Je m’emballe sans doute un peu.

Et il n’est pas évident que ce soit les mêmes raisons qui nous poussent, les Républicains et moi (ça fait tout drôle de l’écrire…), à applaudir le rejet de ce plan.

Mais alors : pas du tout.

« Ni l’intervention pressante de George W. Bush ni les appels à la responsabilité des leaders démocrates et républicains du Congrès n’ont eu raison de la peur qui étreint les 435 représentants : celle de se présenter dans cinq semaines devant les électeurs en ayant entériné un plan de sauvetage extrêmement impopulaire », écrit ainsi Le Figaro.

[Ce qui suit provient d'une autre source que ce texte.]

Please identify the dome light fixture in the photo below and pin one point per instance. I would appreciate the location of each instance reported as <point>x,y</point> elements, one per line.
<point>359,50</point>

Tandis que Libération fait le même constat : « La chambre des représentants (435 membres) doit être renouvelée le 4 novembre, lors des présidentielles, et tous ses membres craignent de perdre leur siège s’ils approuvent ce projet de loi extrêmement impopulaire. Tous ces élus ont reçu des centaines, voire des milliers de courriers électroniques de leurs électeurs menaçant de ne pas voter pour eux s’ils l’approuvaient. »

Voilà.

Dans le vote-sanction des Républicains, il n’entre que peu d’envie de voir un brin de justice sociale s’exercer à l’encontre des spéculateurs et des inutiles financiers.

Et pas davantage de désir de ne pas soutenir des intérêts privés avec un max d’argent public.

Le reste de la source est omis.